Even as people everywhere struggle to deal with the devastating consequences of COVID-19, there is consensus among those who should know that, while it may take longer than was initially projected, this pandemic will pass.

But as scientists keep warning, health crises such as that posed by COVID-19 are exceeded in terms of threat to life as we know it by man-made environmental degradation.

Hence, global optimism is triggered by the return of the USA to a multi-lateral approach to protecting the environment in the wake of the Joe Biden Administration taking the reins in Washington.

In Jamaica, this newspaper has applauded environmentally-friendly measures taken by national leadership down the years.

We were especially pleased with the ban on single-use plastics implemented in 2019, which, looking back, has probably gone better than many expected.

In this space, in June 2018, we pointed Jamaicans to a UN report that up to five trillion plastic grocery bags were being used each year, and that if the trend continued planet Earth could be awash with 12 billion tonnes of plastic trash by the middle of the century.

The UN reported then that the world's oceans “have been used as a dumping ground, choking marine life and transforming some marine areas into a plastic soup”.

Jamaicans are well used to the effects of plastic, having seen at first hand piles of such materials 'uglifying' their surroundings; clogging drains, gullies, etc, which in turn trigger floods and provide breeding grounds for mosquito-borne diseases; as well as endangering fish and other life in the sea, rivers, and wetlands.

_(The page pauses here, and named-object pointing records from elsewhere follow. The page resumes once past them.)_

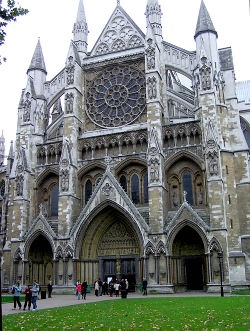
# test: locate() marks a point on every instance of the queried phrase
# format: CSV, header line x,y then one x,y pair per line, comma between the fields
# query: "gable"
x,y
120,33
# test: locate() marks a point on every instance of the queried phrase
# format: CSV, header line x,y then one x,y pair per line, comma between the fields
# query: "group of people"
x,y
31,295
111,288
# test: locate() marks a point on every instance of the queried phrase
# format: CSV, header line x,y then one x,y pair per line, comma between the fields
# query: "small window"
x,y
88,190
135,189
145,187
123,182
54,200
187,186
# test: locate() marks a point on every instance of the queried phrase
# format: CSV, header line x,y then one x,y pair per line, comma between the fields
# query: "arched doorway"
x,y
40,261
188,260
110,249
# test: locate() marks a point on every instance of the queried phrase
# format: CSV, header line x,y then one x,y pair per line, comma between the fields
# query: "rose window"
x,y
116,97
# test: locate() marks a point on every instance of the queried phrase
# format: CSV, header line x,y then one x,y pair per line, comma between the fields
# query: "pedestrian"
x,y
35,290
28,297
96,288
105,288
79,290
16,290
100,287
144,286
126,285
117,287
50,287
84,289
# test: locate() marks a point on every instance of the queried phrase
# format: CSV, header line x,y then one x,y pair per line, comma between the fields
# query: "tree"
x,y
8,13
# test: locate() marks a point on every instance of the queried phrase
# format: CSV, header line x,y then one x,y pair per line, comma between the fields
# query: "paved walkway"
x,y
69,300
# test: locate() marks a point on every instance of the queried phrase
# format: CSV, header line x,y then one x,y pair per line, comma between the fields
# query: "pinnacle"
x,y
37,62
81,12
204,23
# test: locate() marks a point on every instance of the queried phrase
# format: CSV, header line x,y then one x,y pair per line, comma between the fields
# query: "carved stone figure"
x,y
213,164
150,53
64,180
152,90
70,70
27,108
154,170
69,101
175,199
19,185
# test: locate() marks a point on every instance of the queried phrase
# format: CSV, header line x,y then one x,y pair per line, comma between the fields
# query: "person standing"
x,y
96,287
84,289
79,290
28,297
35,290
50,287
16,290
144,286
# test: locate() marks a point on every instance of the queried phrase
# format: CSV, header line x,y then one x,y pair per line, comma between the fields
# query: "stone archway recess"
x,y
110,246
39,265
188,260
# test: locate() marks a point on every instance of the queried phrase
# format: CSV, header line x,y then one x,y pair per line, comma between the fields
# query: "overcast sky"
x,y
52,21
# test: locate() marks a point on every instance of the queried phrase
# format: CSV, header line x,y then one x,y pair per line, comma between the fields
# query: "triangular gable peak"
x,y
120,33
109,189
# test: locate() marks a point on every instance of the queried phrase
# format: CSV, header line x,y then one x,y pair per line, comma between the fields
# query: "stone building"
x,y
131,162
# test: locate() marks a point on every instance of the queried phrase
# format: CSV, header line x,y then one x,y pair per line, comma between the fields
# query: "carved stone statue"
x,y
154,170
64,180
152,90
150,53
70,70
69,101
27,108
19,185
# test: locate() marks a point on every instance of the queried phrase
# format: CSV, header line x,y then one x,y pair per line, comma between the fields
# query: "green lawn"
x,y
7,298
229,313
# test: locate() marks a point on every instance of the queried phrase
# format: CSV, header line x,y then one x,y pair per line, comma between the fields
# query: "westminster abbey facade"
x,y
133,161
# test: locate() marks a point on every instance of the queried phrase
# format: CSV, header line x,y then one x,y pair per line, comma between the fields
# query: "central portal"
x,y
111,249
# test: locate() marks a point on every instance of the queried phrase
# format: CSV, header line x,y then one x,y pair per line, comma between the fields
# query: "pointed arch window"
x,y
2,188
187,186
123,182
145,187
88,190
54,200
135,189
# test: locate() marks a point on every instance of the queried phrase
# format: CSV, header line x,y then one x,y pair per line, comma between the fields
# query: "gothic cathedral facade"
x,y
130,163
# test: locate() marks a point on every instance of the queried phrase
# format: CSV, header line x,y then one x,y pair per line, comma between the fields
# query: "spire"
x,y
153,14
204,23
80,29
37,62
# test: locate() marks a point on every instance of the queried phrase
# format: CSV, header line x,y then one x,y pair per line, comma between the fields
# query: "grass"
x,y
242,292
6,298
229,313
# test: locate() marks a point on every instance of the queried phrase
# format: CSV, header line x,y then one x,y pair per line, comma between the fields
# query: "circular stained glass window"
x,y
117,96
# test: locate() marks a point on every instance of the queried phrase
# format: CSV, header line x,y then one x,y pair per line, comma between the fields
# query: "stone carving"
x,y
69,102
27,108
154,170
152,90
107,189
19,185
213,163
64,180
150,53
205,75
70,70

Hence our enthusiasm that the Government is gearing up to implement a third phase of the ban on single-use plastics, come June.

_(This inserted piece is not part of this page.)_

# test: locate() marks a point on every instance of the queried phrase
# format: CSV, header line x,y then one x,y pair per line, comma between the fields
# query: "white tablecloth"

We are told by the Government's information agency, the Jamaica Information Service (JIS), that: “Under phase three... the import, manufacture, distribution, and use, in commercial quantities, of single-use plastic bags of dimensions not exceeding 24”x 24” (610mm X 610mm), and thickness of 2.5 mils (0.06mm), as well as straws attached to or forming part of the packaging of juice boxes and drink pouches are banned.”

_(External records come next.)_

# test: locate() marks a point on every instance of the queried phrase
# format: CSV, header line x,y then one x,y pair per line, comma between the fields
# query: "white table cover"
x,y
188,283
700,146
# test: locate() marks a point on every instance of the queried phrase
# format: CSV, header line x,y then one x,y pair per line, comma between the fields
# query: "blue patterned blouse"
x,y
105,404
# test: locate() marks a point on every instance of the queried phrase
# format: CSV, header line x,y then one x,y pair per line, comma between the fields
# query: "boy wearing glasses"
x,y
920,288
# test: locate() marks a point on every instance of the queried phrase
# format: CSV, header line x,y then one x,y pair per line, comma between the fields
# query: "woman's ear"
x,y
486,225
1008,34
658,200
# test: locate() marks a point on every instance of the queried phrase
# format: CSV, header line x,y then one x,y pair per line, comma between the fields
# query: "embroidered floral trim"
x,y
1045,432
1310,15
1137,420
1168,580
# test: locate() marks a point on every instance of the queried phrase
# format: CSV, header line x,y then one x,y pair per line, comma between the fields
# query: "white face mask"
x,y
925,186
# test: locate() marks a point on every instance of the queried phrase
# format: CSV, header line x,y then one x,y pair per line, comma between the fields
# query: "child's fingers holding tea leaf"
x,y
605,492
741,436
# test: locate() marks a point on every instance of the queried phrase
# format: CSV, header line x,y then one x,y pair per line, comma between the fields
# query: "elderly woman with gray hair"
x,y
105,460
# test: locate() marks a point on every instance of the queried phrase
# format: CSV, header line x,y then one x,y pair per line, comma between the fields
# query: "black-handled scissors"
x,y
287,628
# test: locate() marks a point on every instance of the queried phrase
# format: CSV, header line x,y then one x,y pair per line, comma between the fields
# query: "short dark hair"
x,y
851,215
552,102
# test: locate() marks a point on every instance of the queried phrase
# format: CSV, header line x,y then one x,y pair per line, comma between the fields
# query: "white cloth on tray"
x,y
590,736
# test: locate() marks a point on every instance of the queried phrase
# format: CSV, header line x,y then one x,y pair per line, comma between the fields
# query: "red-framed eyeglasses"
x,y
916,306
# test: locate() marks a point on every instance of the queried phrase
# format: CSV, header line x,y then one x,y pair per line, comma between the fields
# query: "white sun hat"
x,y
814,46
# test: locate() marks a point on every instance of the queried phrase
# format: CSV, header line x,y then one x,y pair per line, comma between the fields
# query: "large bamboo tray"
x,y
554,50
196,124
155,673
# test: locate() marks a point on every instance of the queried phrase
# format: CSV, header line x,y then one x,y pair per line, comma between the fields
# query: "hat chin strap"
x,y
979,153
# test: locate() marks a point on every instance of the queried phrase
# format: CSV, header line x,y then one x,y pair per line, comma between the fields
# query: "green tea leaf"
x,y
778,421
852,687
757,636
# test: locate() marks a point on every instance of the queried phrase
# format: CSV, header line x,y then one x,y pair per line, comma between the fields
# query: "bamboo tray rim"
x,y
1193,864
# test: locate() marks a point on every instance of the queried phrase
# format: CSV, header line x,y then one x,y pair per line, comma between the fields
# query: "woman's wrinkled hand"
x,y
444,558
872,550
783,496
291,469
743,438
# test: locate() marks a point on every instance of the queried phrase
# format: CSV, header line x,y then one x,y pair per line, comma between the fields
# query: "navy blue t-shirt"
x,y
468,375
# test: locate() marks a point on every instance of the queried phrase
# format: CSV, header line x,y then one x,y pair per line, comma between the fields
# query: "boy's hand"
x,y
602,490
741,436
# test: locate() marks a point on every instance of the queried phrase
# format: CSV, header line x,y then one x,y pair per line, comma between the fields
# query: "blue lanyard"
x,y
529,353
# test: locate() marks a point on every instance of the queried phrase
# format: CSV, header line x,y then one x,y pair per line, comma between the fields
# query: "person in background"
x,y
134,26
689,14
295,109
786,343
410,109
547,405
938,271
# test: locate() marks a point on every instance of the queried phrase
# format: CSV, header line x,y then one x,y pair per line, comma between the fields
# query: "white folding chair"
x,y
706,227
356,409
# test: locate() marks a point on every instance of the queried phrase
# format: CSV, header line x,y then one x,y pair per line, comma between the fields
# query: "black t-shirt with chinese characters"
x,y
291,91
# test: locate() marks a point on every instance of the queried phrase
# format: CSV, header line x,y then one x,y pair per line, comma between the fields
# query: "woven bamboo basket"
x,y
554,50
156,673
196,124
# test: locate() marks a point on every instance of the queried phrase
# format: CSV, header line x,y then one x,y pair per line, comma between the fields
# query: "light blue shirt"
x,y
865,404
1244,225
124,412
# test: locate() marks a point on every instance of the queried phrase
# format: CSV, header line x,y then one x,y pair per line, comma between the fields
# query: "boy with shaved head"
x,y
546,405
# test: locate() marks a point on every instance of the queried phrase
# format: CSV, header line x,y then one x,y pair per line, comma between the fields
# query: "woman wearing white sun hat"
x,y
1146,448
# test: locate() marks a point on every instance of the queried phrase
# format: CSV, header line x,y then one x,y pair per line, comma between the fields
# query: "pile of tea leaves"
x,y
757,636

Minister with responsibility for environment and climate change Mr Pearnel Charles Jr is quoted by JIS as saying that. in the period until the third phase trips in, businesses “...should be making all the necessary adjustments to be compliant...”

According to Mr Charles, by June, “It is expected that the private sector will deplete/replace all affected products currently circulated in the trade and ensure that their production processes are retrofitted, as appropriate, to facilitate compliance with the provisions of the ban.”

The minister said the Government will ramp up public education and awareness to encourage compliance.

And, according to JIS, there was a warning that “the Government intends to institute prosecutions in the parish courts for all persons found in breach of the orders...”

We are pleased that up to now the Government has implemented the ban on single-use plastic without being unreasonable or draconian.

We feel sure that approach will continue as phase three of the programme comes into being.

Also, of course, business operators and the public must do their part by following the rules.